Kara just finished her doctorate at the Institute of Fine Arts, New York University. Currently she is Curatorial Assistant in the Photography department at the Museum of Fine Arts, Houston. Most recently she worked at NYU’s Grey Art Gallery, and in 2014 she worked at the New York Public Library on the exhibition Public Eye: 175 Years of Sharing Photography.


PROJECT
Priests of the Sun: Photography and Faith

2015

My dissertation explores how faith motivated British and American photography during the long nineteenth century. As a medium dependent on the physical world for its subject matter, photography was invested with aspirations and ambivalences connected to Victorian religious debates. On both sides of the Atlantic, photography supplied empiricism and mysticism in the midst of what the cultural critic Matthew Arnold described as faith’s “melancholy, long, withdrawing roar.” The photograph’s dual status as a record of empirical “truth” and a conduit of mystical, alchemical experience predisposed it to answer to some of the most urgent questions of a half century marked by unprecedented doubt about the Bible’s accuracy, the rise of alternative Christianities, and a more vocal and pervasive secularism.
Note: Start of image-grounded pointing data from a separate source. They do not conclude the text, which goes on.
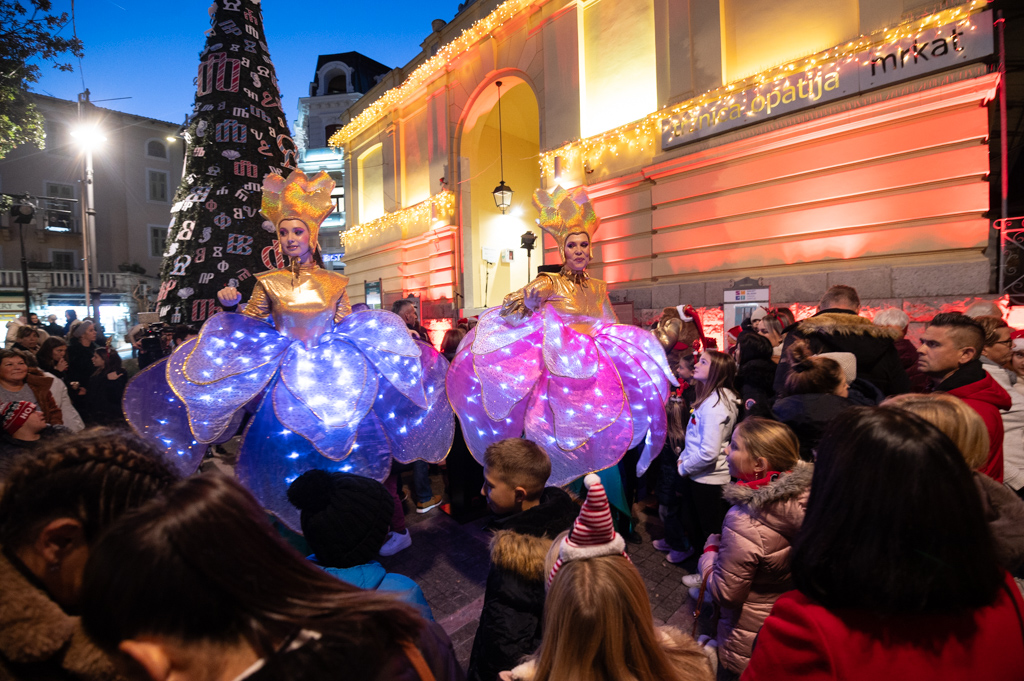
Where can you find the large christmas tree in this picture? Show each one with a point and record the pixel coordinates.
(235, 137)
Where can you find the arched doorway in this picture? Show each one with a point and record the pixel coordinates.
(484, 229)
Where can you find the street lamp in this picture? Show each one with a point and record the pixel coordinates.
(89, 137)
(526, 241)
(24, 213)
(502, 193)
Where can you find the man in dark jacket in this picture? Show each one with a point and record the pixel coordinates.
(838, 328)
(529, 516)
(949, 351)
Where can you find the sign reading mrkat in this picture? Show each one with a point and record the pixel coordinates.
(934, 49)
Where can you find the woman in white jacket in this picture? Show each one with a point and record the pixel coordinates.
(702, 462)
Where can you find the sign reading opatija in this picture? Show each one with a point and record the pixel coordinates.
(934, 49)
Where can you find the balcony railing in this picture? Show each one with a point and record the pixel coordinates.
(71, 280)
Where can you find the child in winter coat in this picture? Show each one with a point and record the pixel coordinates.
(597, 620)
(529, 516)
(702, 461)
(345, 519)
(748, 567)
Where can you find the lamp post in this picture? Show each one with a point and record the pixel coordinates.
(88, 136)
(526, 241)
(502, 193)
(25, 212)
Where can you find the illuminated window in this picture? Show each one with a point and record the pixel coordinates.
(156, 150)
(157, 185)
(371, 178)
(415, 158)
(757, 35)
(617, 70)
(158, 241)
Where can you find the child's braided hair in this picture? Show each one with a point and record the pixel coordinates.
(94, 476)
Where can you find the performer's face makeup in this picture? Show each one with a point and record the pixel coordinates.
(294, 238)
(578, 252)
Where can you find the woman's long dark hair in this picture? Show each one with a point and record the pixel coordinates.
(894, 523)
(202, 564)
(112, 362)
(45, 353)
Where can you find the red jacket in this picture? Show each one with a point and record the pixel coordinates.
(803, 640)
(976, 387)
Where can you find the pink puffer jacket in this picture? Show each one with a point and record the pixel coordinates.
(752, 568)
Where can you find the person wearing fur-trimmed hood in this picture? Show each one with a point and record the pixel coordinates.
(748, 566)
(838, 327)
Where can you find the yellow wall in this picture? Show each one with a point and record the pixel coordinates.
(488, 227)
(619, 81)
(758, 35)
(371, 183)
(415, 160)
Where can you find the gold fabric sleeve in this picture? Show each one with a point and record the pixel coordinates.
(514, 306)
(258, 306)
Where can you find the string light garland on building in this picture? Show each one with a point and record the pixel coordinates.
(645, 134)
(428, 70)
(437, 207)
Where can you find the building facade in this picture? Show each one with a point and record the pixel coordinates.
(799, 144)
(136, 168)
(339, 82)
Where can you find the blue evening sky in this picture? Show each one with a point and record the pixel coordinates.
(148, 50)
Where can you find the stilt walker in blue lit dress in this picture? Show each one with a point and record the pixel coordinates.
(327, 388)
(553, 365)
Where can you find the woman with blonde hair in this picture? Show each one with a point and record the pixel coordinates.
(748, 566)
(701, 463)
(1004, 509)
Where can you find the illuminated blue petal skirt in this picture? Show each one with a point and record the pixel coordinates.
(366, 394)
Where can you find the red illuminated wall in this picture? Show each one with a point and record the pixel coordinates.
(897, 176)
(427, 264)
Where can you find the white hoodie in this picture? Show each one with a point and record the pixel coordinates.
(708, 434)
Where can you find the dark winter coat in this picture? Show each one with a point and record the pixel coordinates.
(982, 393)
(513, 601)
(1005, 515)
(808, 416)
(755, 381)
(843, 331)
(38, 640)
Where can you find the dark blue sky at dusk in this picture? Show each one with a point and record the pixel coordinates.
(148, 50)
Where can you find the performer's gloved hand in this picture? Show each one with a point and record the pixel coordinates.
(228, 297)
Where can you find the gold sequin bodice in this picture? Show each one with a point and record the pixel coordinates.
(303, 307)
(579, 302)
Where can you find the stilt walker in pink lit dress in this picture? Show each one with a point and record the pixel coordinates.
(554, 366)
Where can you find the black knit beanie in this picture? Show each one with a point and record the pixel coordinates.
(345, 517)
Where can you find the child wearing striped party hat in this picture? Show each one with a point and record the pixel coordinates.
(597, 619)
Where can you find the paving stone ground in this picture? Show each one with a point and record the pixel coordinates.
(450, 560)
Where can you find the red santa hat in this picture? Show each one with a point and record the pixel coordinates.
(593, 534)
(13, 415)
(1018, 340)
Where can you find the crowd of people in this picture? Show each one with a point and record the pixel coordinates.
(846, 504)
(67, 374)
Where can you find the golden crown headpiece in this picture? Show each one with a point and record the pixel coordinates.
(565, 212)
(298, 198)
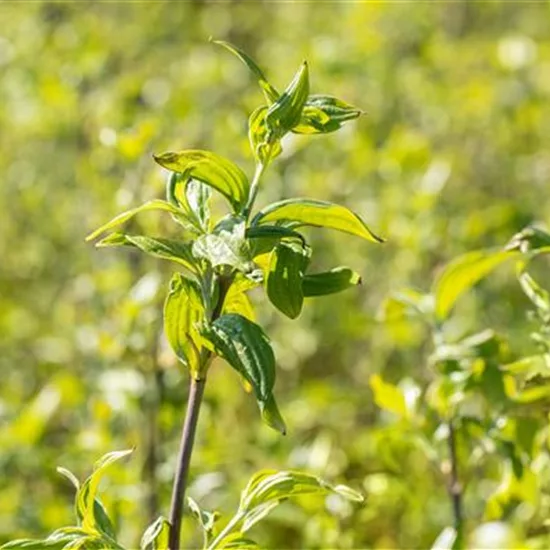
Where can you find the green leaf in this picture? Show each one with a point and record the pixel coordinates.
(323, 114)
(285, 113)
(268, 488)
(283, 283)
(183, 310)
(166, 249)
(245, 346)
(270, 92)
(87, 510)
(192, 197)
(538, 295)
(264, 146)
(271, 414)
(463, 273)
(206, 519)
(330, 282)
(211, 169)
(125, 216)
(298, 212)
(529, 239)
(236, 541)
(156, 535)
(388, 397)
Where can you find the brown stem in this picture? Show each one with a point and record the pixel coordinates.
(455, 488)
(196, 392)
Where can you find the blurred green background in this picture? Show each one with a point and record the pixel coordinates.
(453, 155)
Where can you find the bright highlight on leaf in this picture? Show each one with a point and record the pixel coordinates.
(462, 274)
(298, 212)
(211, 169)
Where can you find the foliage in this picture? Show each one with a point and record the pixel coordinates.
(450, 157)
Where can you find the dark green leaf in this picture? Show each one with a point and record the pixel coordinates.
(283, 282)
(245, 346)
(263, 145)
(183, 310)
(323, 114)
(297, 212)
(211, 169)
(156, 535)
(285, 113)
(330, 282)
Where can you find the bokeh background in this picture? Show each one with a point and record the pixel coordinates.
(453, 155)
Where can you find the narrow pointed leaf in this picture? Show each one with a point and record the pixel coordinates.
(183, 310)
(271, 93)
(298, 212)
(245, 346)
(462, 274)
(264, 146)
(283, 282)
(166, 249)
(156, 535)
(285, 113)
(92, 517)
(330, 282)
(125, 216)
(323, 114)
(213, 170)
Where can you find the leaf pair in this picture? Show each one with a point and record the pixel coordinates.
(246, 348)
(293, 110)
(264, 492)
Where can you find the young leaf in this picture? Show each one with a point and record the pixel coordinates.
(125, 216)
(285, 113)
(268, 488)
(270, 92)
(211, 169)
(283, 282)
(463, 273)
(158, 247)
(323, 114)
(183, 309)
(227, 245)
(245, 346)
(156, 535)
(330, 282)
(298, 212)
(205, 519)
(86, 495)
(264, 147)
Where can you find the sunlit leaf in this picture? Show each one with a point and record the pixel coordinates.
(167, 249)
(285, 113)
(86, 496)
(323, 114)
(329, 282)
(299, 212)
(263, 145)
(125, 216)
(270, 92)
(213, 170)
(283, 281)
(463, 273)
(183, 310)
(156, 535)
(388, 397)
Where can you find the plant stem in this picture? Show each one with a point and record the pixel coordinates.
(196, 392)
(260, 169)
(455, 489)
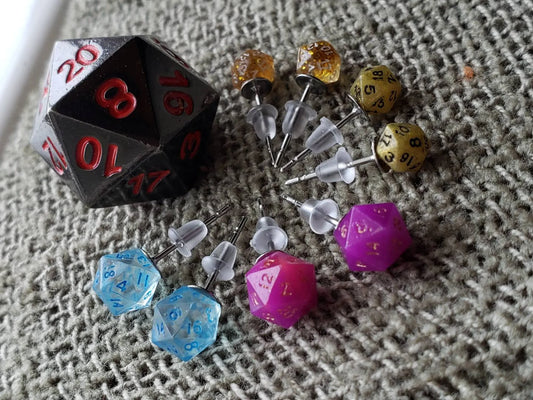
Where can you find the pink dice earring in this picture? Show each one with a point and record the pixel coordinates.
(371, 236)
(281, 288)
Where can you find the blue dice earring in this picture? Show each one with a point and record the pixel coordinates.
(126, 281)
(186, 322)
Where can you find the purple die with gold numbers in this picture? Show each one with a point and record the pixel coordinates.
(123, 119)
(372, 236)
(281, 288)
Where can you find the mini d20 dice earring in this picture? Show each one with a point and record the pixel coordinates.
(126, 281)
(186, 322)
(400, 148)
(375, 89)
(318, 65)
(371, 236)
(253, 74)
(281, 288)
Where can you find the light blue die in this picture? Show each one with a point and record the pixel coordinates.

Photographs seemed to materialize divine light circa 1860; by 1900, they assured spiritual communion with the machine. Religious associations and desires have continued to surround the medium in the twentieth century, from the moralizing rhetoric of straight photography to the theory of Equivalence proposed by Alfred Stieglitz and elaborated by Minor White. Religion was not only an occluded component of nineteenth-century photographic practice; photography was a vital tool for exploring religion’s centrality to a certain critique of modernity hinging on the desire to impute magical qualities to industrial products like the camera. I used the generous funds from the Palmquist award to undertake research in Utah libraries and archives on two little-known Mormon photographers featured in my dissertation.